After years of nightmares, depression, and seizures, Iraq war veteran Bobby Lane could see no way out of his trauma other than suicide. Then he met Van Curaza, a former big wave surfer who since founded Operation Surf and dedicated his life to helping veterans find solace in surfing. Backed by a growing body of research demonstrating the healing power of the ocean on the mind and body, organizations such as Operation Surf and the Jimmy Miller Memorial Foundation are using surfing to help veterans cope with physical and mental trauma.

7. Last Dance (2020)

The Last Dance is a 2020 American sports documentary miniseries co-produced by ESPN Films and Netflix. Directed by Jason Hehir, the series revolves around the career of Michael Jordan, with particular focus on the 1997–98 season, his final season with the Chicago Bulls of the National Basketball Association (NBA). The series features exclusive footage from a film crew that had an all-access pass to the Bulls, as well as interviews of many NBA personalities, including Jordan, Scottie Pippen, Dennis Rodman, Steve Kerr, and Phil Jackson.
The series aired on ESPN from April 19 to May 17, 2020, in the United States, while its episodes were released on Netflix internationally the day after their US airings; beginning on May 23, two episodes were aired back-to-back on ESPN's corporate partner ABC. ESPN2 aired an alternate version of the series intended for family viewing, which removed most of the profanity heard in the episodes. It received critical acclaim, with praise for its directing and editing.[3] It won the Primetime Emmy Award for Outstanding Documentary or Nonfiction Series at the 72nd Primetime Emmy Awards.

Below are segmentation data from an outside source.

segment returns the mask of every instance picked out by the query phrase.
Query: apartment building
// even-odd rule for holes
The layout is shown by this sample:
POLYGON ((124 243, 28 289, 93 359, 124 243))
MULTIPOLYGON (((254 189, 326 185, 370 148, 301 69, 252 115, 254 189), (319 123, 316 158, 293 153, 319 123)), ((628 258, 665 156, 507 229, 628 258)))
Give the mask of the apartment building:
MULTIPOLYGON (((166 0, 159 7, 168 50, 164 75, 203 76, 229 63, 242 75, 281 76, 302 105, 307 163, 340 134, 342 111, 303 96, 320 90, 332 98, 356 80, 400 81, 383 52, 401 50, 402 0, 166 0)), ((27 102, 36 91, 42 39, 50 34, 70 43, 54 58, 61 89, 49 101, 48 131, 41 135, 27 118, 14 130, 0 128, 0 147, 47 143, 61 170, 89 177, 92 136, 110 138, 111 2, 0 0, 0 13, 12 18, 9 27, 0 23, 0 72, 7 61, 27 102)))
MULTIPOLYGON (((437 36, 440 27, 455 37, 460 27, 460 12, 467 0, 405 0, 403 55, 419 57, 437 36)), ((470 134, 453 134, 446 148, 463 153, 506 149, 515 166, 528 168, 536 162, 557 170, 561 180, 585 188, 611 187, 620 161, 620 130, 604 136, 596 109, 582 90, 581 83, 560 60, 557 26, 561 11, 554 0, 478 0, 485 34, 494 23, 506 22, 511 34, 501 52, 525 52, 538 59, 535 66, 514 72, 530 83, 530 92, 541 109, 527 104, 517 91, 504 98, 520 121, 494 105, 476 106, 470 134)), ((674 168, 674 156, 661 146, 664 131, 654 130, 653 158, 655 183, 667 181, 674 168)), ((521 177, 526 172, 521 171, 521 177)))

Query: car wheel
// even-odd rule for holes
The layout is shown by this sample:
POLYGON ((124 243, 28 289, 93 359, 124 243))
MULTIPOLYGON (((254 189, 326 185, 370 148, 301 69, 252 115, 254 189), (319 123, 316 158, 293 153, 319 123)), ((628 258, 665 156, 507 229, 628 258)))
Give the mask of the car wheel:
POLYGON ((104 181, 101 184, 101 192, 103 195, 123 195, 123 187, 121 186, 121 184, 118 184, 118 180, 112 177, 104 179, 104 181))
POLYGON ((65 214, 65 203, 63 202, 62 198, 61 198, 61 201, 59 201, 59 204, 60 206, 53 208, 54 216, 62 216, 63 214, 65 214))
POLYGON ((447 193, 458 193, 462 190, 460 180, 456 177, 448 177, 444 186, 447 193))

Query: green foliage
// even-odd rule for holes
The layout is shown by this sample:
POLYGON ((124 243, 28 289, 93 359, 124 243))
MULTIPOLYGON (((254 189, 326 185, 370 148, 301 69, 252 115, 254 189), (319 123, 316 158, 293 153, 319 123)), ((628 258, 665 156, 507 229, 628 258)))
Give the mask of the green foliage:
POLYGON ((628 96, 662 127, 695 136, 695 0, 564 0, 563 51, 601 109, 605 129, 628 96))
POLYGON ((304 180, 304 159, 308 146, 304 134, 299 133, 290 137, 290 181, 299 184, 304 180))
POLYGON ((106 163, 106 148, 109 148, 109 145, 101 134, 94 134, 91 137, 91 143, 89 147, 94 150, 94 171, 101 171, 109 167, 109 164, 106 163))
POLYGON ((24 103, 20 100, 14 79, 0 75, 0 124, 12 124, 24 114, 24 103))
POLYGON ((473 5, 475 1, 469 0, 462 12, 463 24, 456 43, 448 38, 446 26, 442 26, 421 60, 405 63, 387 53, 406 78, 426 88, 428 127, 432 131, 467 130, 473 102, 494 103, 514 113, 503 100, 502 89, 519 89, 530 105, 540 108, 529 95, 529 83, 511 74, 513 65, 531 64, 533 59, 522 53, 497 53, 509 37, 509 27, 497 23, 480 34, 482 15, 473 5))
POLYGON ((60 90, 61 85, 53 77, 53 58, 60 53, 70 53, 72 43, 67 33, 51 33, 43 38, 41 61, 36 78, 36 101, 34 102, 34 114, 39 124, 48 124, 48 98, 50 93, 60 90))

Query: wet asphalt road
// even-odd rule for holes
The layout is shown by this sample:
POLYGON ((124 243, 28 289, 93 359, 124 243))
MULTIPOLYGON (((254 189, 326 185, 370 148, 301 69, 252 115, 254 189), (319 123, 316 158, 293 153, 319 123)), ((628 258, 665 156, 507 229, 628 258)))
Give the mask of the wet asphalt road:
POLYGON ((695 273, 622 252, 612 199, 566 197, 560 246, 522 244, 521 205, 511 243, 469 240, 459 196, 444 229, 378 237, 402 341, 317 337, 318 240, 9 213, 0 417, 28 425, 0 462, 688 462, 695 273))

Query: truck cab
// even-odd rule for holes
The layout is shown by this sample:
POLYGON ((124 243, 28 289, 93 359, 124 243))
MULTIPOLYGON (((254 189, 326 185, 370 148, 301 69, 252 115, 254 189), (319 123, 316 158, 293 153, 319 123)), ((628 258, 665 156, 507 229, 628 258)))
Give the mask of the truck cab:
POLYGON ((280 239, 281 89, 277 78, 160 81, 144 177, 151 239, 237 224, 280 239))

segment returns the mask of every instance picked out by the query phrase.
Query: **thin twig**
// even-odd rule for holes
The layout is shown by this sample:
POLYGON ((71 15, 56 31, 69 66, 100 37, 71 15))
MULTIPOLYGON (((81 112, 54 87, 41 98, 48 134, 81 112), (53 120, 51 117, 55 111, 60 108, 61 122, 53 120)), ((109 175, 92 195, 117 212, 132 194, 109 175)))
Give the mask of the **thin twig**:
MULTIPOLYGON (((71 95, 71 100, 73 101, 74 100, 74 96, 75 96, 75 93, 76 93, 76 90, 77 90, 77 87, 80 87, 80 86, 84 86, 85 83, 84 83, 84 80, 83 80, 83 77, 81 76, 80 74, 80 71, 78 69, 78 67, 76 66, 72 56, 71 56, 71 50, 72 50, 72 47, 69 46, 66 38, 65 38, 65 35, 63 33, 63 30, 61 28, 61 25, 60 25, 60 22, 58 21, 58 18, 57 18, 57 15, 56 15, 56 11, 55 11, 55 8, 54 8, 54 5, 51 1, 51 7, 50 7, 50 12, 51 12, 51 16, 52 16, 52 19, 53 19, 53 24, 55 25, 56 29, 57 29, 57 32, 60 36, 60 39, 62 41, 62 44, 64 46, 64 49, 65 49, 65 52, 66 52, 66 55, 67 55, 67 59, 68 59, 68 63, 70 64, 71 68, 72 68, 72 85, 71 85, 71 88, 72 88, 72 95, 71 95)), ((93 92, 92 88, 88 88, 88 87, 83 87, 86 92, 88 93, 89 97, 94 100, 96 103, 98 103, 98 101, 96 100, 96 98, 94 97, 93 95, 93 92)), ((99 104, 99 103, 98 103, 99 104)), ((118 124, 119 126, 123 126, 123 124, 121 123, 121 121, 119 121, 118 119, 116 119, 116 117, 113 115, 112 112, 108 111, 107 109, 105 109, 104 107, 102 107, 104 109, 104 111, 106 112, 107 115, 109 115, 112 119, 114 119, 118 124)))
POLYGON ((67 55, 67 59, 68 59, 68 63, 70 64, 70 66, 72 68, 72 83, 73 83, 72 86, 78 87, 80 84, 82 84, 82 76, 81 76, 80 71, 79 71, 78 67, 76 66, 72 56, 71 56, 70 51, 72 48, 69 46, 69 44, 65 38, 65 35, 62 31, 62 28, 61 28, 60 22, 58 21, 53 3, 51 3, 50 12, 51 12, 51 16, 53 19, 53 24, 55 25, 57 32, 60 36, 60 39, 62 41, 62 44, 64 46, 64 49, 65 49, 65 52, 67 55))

Charting the rise of the 1990s Chicago Bulls, led by Michael Jordan, one of the most notable dynasties in sports history.

8. BlackFish (2013)

Blackfish is a 2013 American documentary film directed by Gabriela Cowperthwaite. It concerns Tilikum, an orca held by SeaWorld and the controversy over captive orcas. The film premiered at the 2013 Sundance Film Festival on January 19, 2013, and was picked up by Magnolia Pictures and CNN Films for wider release. It was nominated for the BAFTA Award for Best Documentary.


The documentary concerns the captivity of Tilikum, an orca involved in the deaths of three people, and the consequences of keeping orcas in captivity. The coverage of Tilikum includes his capture in 1983 off the coast of Iceland and his purported harassment by fellow captive orcas at Sealand of the Pacific. Cowperthwaite argues these incidents contributed to the orca's aggression.
The film includes a testimonial from Lori Marino, director of science with the Nonhuman Rights Project. Cowperthwaite also focuses on SeaWorld's claims that lifespans of orcas in captivity are comparable to those in the wild, typically 30 years for males and 50 years for females, a claim the film argues is false. Other people interviewed include former SeaWorld trainers, such as John Hargrove, who describe their experiences with Tilikum and other captive orcas.
The documentary argues that the wild-caught orcas experienced extreme stress when captured as juveniles, and spending a lifetime in aquariums being forced to perform and breed lead to aggression toward other orcas and humans. The film features footage of attacks on trainers by Tilikum and other captive orcas as well as interviews with witnesses.

9. Abstract: The Art of Design (2017)

Abstract: The Art of Design is a Netflix original documentary series highlighting artists in the field of design. It was released on Netflix on February 10, 2017. The series was created by former Wired editor-in-chief Scott Dadich.


An in-depth look into computer design and modern contemporary design with some of the world's most highly regarded designers.

10. Trust No One: The Hunt for the Crypto King (2022)

Trust No One: The Hunt for the Crypto King is a Netflix original documentary film directed by Luke Sewell. Its story follows a group of cryptocurrency investors who investigate the untimely death of their exchange's founder, Gerry Cotten as well as the $250 million that they suspect he stole from them. The film was released on March 30, 2022.


A group of investors turned sleuths as they try to unlock the suspicious death of cryptocurrency multimillionaire Gerry Cotten and the missing $250 million they believe he stole from them.